24.2.26

“Isso Non Ecziste”

Oscar Quevedo, S.J. (1930-2019), tornou-se famoso no Brasil por dizer que certas coisas, como os fenômenos preternaturais, simplesmente “non eczistem” — pronúncia dada pelo sotaque misturado do português com o espanhol. Algo nisso tudo, para além da caricatura, terminou chamando a atenção.
Rei Josias Limpa a Terra dos Ídolos. William Hole.
1. Se proposital, parece-nos que tal caricatura, de um jesuíta com sotaque estranho, ocultava algo polêmico. No “Programa do Jô”, Quevedo, explicando que demônios “non eczistem” (ao próprio, do lado dele), falou que Jesus Cristo, quando foi tentado pelo demônio (Mt 4, 1-11; Mc 1, 12s; Lc 4, 1-13), foi por Ele mesmo ao invés do diabo.
2. Explicou naquele programa que demônios eram atributos dos problemas dos homens, doenças (cegueira, paralisias, epilepsias etc.), que por conta da noção grega, atribuía-se às entidades de intermédio ou deuses menores, motivo pelo qual Nosso Senhor não foi tentado no deserto por algum diabo, mar por Ele mesmo.
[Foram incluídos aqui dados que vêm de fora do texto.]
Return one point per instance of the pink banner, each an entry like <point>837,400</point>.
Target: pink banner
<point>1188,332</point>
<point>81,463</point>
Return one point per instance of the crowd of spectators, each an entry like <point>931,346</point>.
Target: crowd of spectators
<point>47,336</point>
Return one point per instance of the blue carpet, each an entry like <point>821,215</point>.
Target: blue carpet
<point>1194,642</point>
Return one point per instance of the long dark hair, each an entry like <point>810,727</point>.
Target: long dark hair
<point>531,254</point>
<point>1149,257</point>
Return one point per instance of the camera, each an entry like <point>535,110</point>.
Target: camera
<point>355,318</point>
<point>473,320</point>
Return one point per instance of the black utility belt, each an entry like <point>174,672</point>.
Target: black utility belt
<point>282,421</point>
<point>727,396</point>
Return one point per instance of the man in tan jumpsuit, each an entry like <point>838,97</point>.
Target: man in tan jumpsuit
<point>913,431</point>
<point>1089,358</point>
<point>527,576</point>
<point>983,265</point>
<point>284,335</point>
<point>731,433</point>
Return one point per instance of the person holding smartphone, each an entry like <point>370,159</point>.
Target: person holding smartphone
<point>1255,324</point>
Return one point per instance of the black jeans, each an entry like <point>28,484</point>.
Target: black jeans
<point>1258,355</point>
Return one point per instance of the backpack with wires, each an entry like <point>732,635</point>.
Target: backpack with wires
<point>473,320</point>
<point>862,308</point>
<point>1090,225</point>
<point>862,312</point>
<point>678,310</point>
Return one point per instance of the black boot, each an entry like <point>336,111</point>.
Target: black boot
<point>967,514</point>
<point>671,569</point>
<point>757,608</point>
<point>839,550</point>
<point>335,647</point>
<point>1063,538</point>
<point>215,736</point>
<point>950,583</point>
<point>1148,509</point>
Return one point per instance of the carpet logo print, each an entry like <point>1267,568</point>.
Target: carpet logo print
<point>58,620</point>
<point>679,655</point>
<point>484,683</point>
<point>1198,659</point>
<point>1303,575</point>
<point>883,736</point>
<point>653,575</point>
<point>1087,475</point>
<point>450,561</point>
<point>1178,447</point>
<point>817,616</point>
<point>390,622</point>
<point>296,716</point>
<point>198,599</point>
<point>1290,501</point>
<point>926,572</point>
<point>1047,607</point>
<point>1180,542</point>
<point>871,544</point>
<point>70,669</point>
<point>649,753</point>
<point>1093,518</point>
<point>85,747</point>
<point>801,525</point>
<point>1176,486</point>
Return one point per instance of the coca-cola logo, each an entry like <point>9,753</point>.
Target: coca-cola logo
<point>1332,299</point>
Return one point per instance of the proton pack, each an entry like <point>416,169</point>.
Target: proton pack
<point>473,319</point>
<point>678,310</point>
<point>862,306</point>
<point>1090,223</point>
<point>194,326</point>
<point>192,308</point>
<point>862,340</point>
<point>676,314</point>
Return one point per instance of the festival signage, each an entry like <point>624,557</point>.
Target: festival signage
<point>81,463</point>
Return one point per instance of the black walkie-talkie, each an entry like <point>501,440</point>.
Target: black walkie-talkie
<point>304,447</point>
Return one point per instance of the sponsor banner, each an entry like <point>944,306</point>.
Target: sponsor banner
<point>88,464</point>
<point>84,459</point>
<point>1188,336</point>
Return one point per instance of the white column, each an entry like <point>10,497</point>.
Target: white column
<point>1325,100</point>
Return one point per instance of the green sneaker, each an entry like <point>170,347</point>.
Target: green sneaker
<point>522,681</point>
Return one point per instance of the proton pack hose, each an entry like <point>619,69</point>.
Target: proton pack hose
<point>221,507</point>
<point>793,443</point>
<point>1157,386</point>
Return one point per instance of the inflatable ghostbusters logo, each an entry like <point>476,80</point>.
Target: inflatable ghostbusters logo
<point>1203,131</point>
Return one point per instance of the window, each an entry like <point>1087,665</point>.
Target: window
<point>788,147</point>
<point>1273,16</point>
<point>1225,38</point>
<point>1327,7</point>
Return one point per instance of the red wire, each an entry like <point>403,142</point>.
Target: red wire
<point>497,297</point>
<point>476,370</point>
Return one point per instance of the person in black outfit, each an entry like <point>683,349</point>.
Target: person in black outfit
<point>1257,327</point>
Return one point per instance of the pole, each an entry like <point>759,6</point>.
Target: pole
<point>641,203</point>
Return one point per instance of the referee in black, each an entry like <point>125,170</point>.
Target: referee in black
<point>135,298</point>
3. Há de se concordar com Quevedo no tocante às doenças que ainda são objetos da crendice supersticiosa, como se vê no protestantismo e comunidades que insistem num “catolicismo” paradoxalmente cismático. As alienações que acontecem com tais adeptos dão provas de que as enfermidades são colocadas às margens da ciência.
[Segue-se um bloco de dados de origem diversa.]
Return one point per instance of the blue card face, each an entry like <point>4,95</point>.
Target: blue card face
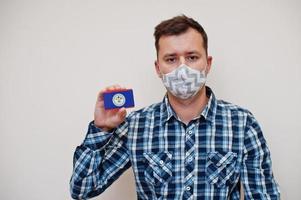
<point>118,99</point>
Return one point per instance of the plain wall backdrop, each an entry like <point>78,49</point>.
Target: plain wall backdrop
<point>56,55</point>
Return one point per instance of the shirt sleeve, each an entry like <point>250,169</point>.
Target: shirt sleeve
<point>256,175</point>
<point>99,161</point>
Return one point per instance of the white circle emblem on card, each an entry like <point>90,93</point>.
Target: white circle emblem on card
<point>118,99</point>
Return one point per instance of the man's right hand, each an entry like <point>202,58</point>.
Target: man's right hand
<point>108,119</point>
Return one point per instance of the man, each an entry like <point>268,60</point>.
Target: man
<point>189,146</point>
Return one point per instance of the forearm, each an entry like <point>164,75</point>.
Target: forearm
<point>93,170</point>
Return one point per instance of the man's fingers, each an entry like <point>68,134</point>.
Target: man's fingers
<point>122,113</point>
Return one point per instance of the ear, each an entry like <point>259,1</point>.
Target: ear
<point>209,63</point>
<point>158,69</point>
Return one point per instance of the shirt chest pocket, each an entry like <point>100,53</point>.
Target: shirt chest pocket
<point>158,167</point>
<point>221,168</point>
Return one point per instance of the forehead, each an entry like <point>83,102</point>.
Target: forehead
<point>191,40</point>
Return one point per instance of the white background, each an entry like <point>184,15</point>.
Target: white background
<point>56,55</point>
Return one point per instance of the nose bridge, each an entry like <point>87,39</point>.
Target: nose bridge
<point>182,60</point>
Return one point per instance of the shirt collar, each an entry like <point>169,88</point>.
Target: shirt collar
<point>208,112</point>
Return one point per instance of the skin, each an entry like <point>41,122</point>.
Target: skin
<point>173,51</point>
<point>186,48</point>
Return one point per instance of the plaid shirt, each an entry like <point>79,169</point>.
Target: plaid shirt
<point>206,159</point>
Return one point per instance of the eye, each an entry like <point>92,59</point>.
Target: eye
<point>170,60</point>
<point>192,58</point>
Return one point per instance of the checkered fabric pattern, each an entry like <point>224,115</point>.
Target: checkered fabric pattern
<point>206,159</point>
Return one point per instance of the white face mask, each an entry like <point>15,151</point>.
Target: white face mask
<point>184,82</point>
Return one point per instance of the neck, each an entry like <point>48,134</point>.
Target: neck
<point>188,109</point>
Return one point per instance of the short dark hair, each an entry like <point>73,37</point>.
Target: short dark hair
<point>176,26</point>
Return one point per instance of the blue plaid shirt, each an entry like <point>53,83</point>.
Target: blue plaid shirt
<point>206,159</point>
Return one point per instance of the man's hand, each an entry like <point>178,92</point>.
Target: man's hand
<point>108,119</point>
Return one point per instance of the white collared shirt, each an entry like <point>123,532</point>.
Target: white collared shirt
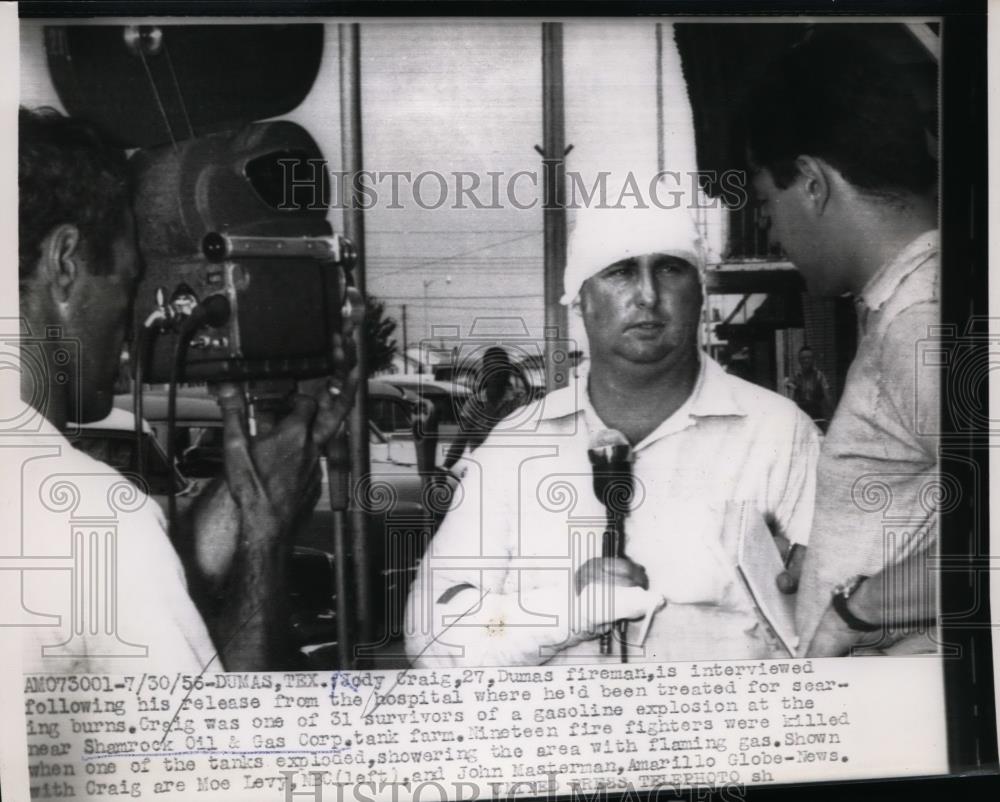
<point>115,599</point>
<point>526,517</point>
<point>878,471</point>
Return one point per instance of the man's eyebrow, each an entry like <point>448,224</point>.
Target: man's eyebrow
<point>629,262</point>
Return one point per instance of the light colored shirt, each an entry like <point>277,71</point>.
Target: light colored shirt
<point>120,603</point>
<point>525,518</point>
<point>877,474</point>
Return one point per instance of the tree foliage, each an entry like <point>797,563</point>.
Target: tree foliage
<point>379,328</point>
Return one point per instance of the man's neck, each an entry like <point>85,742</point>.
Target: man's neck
<point>636,399</point>
<point>50,399</point>
<point>882,231</point>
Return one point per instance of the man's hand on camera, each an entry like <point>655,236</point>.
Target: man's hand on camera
<point>628,596</point>
<point>273,480</point>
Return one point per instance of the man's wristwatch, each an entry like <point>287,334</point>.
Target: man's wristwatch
<point>841,595</point>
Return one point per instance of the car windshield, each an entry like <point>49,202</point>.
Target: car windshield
<point>117,449</point>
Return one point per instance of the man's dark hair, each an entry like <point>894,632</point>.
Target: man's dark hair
<point>68,173</point>
<point>833,97</point>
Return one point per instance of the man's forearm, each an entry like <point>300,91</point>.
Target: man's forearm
<point>901,595</point>
<point>251,627</point>
<point>237,580</point>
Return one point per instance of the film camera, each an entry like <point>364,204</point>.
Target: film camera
<point>244,278</point>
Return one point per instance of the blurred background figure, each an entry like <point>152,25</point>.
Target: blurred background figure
<point>810,389</point>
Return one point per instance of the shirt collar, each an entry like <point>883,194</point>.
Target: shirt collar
<point>712,396</point>
<point>887,278</point>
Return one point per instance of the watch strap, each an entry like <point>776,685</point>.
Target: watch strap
<point>841,595</point>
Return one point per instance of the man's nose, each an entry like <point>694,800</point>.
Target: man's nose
<point>647,291</point>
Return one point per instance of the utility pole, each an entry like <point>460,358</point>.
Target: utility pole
<point>354,228</point>
<point>553,153</point>
<point>406,347</point>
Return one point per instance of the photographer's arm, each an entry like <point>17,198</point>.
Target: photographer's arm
<point>904,594</point>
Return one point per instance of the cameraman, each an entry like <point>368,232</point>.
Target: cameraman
<point>78,268</point>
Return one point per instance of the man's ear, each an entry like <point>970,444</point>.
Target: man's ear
<point>816,181</point>
<point>61,260</point>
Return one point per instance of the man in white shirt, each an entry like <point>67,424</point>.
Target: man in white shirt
<point>846,177</point>
<point>514,576</point>
<point>78,265</point>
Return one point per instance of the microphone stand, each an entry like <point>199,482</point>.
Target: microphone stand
<point>613,486</point>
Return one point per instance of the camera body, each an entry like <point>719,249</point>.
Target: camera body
<point>240,215</point>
4. Diga-se de passagem, muito da ciência se deve à Igreja — como ainda hoje! Todavia, diante de um tópico teológico, próprio da fé, Quevedo estende a parapsicologia, que ele procurou defender a vida toda, para além do alcance, errando a doutrina que observa Satanás não como uma ação da psíquica, mas, neste ponto, por sua literalidade.

5. Poderíamos percorrer os volumes do “Catena Áurea”, de São Tomás de Aquino, só para dizer o óbvio: que Ele foi tentado pelo “demônio”, que era “Satanás”. Ou as palavras, dessa forma, estão todas equivocadas no Evangelho de Jesus Cristo, segundo Mateus, Marcos e Lucas, ou Quevedo ignorou a inteligência dos evangelistas.
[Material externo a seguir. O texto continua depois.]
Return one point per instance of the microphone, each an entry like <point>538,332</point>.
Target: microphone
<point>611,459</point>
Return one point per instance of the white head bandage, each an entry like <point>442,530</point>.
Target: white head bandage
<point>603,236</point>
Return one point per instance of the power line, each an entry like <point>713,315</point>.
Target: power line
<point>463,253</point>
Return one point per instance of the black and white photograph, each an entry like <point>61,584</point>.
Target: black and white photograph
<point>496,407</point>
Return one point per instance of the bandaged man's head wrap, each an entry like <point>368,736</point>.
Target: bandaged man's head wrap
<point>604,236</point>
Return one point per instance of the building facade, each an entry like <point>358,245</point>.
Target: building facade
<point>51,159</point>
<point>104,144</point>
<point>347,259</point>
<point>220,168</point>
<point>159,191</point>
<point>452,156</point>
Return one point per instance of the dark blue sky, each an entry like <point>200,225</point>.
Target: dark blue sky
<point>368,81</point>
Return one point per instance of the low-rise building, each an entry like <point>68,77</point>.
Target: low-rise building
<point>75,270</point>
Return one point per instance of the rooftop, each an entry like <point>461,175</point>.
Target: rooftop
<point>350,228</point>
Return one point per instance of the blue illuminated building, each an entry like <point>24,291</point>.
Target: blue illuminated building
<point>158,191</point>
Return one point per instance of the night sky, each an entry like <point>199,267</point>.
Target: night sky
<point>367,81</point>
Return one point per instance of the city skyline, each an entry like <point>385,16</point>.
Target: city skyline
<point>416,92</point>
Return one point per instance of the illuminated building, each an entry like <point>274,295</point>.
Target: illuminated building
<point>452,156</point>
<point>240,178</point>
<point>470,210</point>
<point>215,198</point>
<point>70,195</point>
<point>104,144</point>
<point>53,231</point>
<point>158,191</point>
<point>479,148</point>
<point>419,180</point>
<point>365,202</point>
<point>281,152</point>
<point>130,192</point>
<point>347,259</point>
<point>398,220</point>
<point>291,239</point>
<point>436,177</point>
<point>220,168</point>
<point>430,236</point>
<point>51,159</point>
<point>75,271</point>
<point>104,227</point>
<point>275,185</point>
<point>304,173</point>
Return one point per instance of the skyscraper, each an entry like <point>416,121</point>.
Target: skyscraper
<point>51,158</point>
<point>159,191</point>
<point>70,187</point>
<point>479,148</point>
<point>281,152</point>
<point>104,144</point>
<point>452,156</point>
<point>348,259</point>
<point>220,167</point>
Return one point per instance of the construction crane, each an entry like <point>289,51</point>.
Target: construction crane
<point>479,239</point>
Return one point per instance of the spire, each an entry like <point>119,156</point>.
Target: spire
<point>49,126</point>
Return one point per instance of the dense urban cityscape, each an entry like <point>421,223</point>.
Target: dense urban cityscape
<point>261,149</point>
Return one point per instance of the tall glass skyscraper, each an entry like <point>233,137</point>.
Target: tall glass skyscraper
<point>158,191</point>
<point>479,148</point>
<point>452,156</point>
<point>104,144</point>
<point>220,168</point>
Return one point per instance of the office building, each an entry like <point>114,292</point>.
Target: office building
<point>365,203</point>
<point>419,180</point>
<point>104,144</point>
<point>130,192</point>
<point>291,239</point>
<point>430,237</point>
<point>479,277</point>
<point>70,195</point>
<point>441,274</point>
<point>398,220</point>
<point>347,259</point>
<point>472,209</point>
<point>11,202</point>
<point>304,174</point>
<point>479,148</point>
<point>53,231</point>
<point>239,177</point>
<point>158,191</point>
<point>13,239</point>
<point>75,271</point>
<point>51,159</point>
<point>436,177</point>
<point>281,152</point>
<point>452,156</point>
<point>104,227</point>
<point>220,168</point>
6. Mateus e Lucas se referem ao “demônio”, porém, Marcos remete a “Satanás”, variando a palavra de um mesmo contexto, embora para ambos os casos os significados só corroborem uma compreensão: que foi Nosso Senhor tentado por alguém que não Ele mesmo. Por que Quevedo subverte o Evangelho?

7. Resposta: para que nele caiba suas teses parapsicológicas, que não admitem a existência de demônios (assim como anjos, vale dizer). Não é que a parapsicologia esteja toda errada, pois como área aberta ao estudo, certamente contará com melhores horizontes. Apenas essa opinião de Quevedo é que é herética.

8. Estranho Quevedo ser mencionado no livro de Francesco Scalzotto, qual seja, “Fui Espião!”, objetivando demonstrar as “ordenações de falsos padres na Igreja do Brasil” pela ação da famigerada Propaganda Dois — P2, loja maçônica italiana que causou graves problemas à Igreja, incluindo as infiltrações de agentes no clero.

9. Todo o livro, datado de 1986 pelo editor, digna-se às evidentes suspeitas, dado o autor (que não é o jovem padre da Diocese de Bolonha) se colocar como um desses maçons. Contudo, Quevedo, sobretudo por seu trabalho “Antes que os Demônios Voltem”, termina dando algum ar de fundamento para essa denúncia.